In both scenarios, it still eats up space on my root partition (I have root and home split), likely due to the /tmp directory (I'd have to guess, anyway) taking on the brunt of the caching.

So I guess this begs the obvious question. Is it normal for WebDAV to cache in any way? Is it expected behavior that Nautilus/.gvfs utilize system memory for transferring the files, or would that still be considered a definite bug?
 
According to some people I spoke to, PHP has nothing to do with it. They explained to me why but I wasn't exactly following. When you said run dmesg, is that it? I ran dmesg while I pushed a 1 GB file over... saw nothing.

I just couldn't help but to think that with davfs2 (terminal based) acting the same as Nautilus/.gvfs (except HDD caching vs RAM caching... but still caching somehow) that maybe that's just the design of WebDAV? If so, I wonder what you're supposed to do if you're pushing a file significantly larger than your RAM size over... perhaps a way to throttle it to release RAM as it can to not get overloaded?

EDIT - davfs man page:

Caching

mount.davfs tries to reduce HTTP-trafic by caching and reusing data. Information about directories and files are held in memory, while downloaded files are cached on disk.

mount.davfs will consider cached information about directories and file attributes valid for a configurable time and look up this information on the server only after this time has expired (or there is other evidence that this information is stale). So if somebody else creates or deletes files on the server it may take some time before the local file system reflects this.

Hmm, looks like there's my answer. I wasn't able to find anything conclusive with the Nautilus way of using WebDAV but if davfs (a terminal based method) does it, I can't help but to assume it may be a built-by-design thing.
 
If the upload is going via PHP then the file will be cached in memory until the upload is complete. I'm not too familiar with WebDAV, it's a protocol somewhat similar to FTP for file upload/download and manipulation right? Have you got swap space set up on this server?

I don't know anything about WebDAV to be completely honest. I kind of thought WebDAV was a "backend" way to upload files to my WebDAV server. That said, WebDAV seems to be HTTP based, which is also of course how one would access the site and would run into PHP.

I suppose it's possible, but unless somebody is a wizard at PHP who can explain how it would be affected even when using WebDAV in what seems to be a backend, I'm not sure I understand how it's part of the equation. That said, it's the first thing my buddy said who does a lot of PHP programming for web sites, however he was not sure of an answer in regard to the caching.
 
Jayce, so there's a web page hosted on the server that you access to perform the uploads or do you have to use a client to connect? If it is a PHP page then yes you'd be working in PHP memory and limited by the amount of memory available for caching to PHP. You'd likely have to modify your default php.ini settings too if that's the case to provide it a large enough value for upload_max_filesize, post_max_size and memory_limit, perhaps you'd also need to change max_execution_time to stop it from timing out. You've jogged my memory, you're right WebDAV is an extension of the HTTP protocol and was intended as an alternative for FTP; it's used as part of the support for Frontpage on some of our servers (yes people actually still use it for some reason).

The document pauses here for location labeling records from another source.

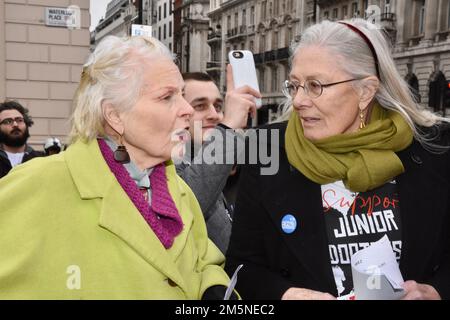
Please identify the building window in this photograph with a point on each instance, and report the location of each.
(261, 79)
(263, 10)
(421, 17)
(274, 40)
(345, 12)
(335, 13)
(274, 80)
(262, 46)
(387, 6)
(355, 12)
(252, 16)
(288, 37)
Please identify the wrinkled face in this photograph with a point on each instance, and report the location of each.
(336, 111)
(156, 126)
(16, 133)
(205, 98)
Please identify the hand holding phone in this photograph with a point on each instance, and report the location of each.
(241, 99)
(244, 71)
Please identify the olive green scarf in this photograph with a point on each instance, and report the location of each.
(362, 160)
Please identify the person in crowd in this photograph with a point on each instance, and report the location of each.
(109, 218)
(14, 124)
(213, 115)
(359, 160)
(52, 146)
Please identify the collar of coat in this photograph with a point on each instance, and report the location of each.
(93, 179)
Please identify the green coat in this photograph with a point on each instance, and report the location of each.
(69, 231)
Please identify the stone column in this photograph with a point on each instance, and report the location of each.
(402, 22)
(2, 53)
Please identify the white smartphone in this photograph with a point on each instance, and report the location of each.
(244, 71)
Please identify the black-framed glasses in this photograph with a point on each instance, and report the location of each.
(10, 121)
(313, 88)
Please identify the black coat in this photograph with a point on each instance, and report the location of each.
(275, 261)
(5, 165)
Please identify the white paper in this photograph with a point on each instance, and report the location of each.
(232, 283)
(376, 274)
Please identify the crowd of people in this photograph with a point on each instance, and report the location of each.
(140, 214)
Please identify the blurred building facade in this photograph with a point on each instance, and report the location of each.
(419, 31)
(41, 63)
(265, 27)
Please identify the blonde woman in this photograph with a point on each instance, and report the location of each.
(109, 218)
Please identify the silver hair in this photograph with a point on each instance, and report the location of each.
(357, 60)
(113, 73)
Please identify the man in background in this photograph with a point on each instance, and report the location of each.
(14, 134)
(226, 117)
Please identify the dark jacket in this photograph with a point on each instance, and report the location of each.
(5, 165)
(275, 261)
(207, 181)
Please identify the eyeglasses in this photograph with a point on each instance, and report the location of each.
(10, 121)
(313, 88)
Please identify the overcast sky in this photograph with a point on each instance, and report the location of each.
(98, 10)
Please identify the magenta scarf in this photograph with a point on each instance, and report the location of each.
(162, 215)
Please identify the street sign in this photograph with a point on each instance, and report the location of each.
(63, 17)
(141, 30)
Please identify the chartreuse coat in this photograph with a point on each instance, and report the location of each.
(69, 231)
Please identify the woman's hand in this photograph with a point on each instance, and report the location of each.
(306, 294)
(418, 291)
(238, 103)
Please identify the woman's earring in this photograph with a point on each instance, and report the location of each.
(362, 123)
(121, 154)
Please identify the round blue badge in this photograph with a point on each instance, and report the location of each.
(288, 223)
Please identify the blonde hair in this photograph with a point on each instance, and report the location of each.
(357, 60)
(114, 74)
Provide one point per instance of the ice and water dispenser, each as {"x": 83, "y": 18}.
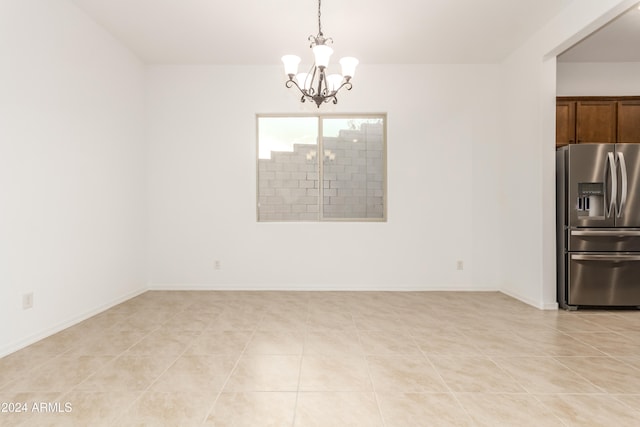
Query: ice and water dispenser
{"x": 590, "y": 199}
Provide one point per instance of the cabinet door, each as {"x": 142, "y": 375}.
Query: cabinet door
{"x": 595, "y": 121}
{"x": 629, "y": 121}
{"x": 565, "y": 123}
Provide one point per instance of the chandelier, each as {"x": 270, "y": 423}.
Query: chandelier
{"x": 316, "y": 85}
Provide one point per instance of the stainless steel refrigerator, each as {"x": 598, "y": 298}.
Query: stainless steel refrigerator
{"x": 598, "y": 225}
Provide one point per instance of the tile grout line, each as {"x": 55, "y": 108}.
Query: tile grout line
{"x": 451, "y": 392}
{"x": 142, "y": 393}
{"x": 304, "y": 345}
{"x": 366, "y": 361}
{"x": 231, "y": 372}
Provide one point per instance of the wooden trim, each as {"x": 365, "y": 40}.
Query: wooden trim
{"x": 598, "y": 98}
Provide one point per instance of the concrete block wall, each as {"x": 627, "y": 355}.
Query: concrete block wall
{"x": 353, "y": 186}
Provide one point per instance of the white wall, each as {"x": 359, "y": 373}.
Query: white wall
{"x": 529, "y": 105}
{"x": 442, "y": 176}
{"x": 72, "y": 169}
{"x": 598, "y": 79}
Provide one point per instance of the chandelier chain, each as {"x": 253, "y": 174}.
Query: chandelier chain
{"x": 319, "y": 14}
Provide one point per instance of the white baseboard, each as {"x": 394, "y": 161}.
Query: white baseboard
{"x": 317, "y": 288}
{"x": 15, "y": 346}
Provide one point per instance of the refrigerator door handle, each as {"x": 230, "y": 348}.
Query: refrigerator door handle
{"x": 606, "y": 233}
{"x": 610, "y": 166}
{"x": 623, "y": 189}
{"x": 618, "y": 258}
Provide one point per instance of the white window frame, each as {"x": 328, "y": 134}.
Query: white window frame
{"x": 320, "y": 117}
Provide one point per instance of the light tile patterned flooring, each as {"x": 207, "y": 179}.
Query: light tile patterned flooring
{"x": 331, "y": 359}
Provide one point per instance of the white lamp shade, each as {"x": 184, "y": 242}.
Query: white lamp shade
{"x": 349, "y": 64}
{"x": 334, "y": 81}
{"x": 322, "y": 53}
{"x": 290, "y": 64}
{"x": 304, "y": 80}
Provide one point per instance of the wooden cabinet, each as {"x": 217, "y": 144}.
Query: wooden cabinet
{"x": 565, "y": 123}
{"x": 597, "y": 119}
{"x": 629, "y": 121}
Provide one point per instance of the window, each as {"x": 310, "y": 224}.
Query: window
{"x": 322, "y": 168}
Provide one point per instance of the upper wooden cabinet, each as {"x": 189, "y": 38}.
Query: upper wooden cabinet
{"x": 565, "y": 123}
{"x": 629, "y": 121}
{"x": 597, "y": 119}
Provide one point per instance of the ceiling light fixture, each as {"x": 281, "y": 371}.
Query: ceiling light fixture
{"x": 316, "y": 85}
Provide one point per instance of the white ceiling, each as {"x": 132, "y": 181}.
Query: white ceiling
{"x": 259, "y": 32}
{"x": 617, "y": 41}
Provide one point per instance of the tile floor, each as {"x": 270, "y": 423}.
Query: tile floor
{"x": 330, "y": 359}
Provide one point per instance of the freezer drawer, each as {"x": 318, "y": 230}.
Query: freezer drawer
{"x": 604, "y": 240}
{"x": 604, "y": 279}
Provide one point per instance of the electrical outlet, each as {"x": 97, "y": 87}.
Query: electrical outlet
{"x": 27, "y": 301}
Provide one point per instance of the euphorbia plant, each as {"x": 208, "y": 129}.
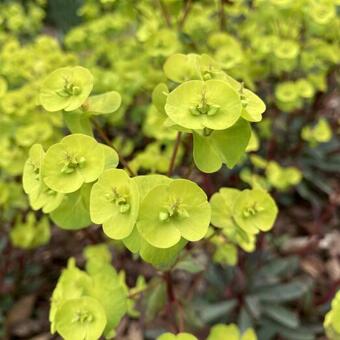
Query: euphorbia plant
{"x": 155, "y": 216}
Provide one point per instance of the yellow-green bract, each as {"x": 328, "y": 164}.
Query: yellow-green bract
{"x": 197, "y": 104}
{"x": 247, "y": 211}
{"x": 77, "y": 159}
{"x": 172, "y": 211}
{"x": 332, "y": 319}
{"x": 230, "y": 332}
{"x": 179, "y": 336}
{"x": 87, "y": 305}
{"x": 159, "y": 257}
{"x": 66, "y": 88}
{"x": 114, "y": 203}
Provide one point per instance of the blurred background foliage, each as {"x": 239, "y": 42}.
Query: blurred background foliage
{"x": 286, "y": 50}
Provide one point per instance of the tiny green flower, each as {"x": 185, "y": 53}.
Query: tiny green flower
{"x": 66, "y": 88}
{"x": 305, "y": 88}
{"x": 253, "y": 106}
{"x": 73, "y": 212}
{"x": 197, "y": 104}
{"x": 81, "y": 318}
{"x": 287, "y": 49}
{"x": 40, "y": 196}
{"x": 171, "y": 211}
{"x": 255, "y": 210}
{"x": 103, "y": 103}
{"x": 230, "y": 332}
{"x": 114, "y": 203}
{"x": 77, "y": 159}
{"x": 180, "y": 67}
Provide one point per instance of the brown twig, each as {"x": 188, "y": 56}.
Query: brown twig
{"x": 221, "y": 15}
{"x": 106, "y": 139}
{"x": 174, "y": 154}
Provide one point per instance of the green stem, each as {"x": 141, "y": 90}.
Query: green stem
{"x": 174, "y": 153}
{"x": 165, "y": 13}
{"x": 106, "y": 139}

EDIT: Derp, reread your first post and realised you're using it as mountpoint. I'm not too sure I'm sorry, it could be a protocol issue, I don't know how WebDAV handles large transfers and what sort of resume support if any there is.
 
I went back and forth with Gnome devs a little bit. They're looking into the issue, but the one guy I spoke to said he thought he remembered WebDAV being built like this for some reason. Something about HTTP based protocols that do this sort of caching during file transmission. We'll wait and see though.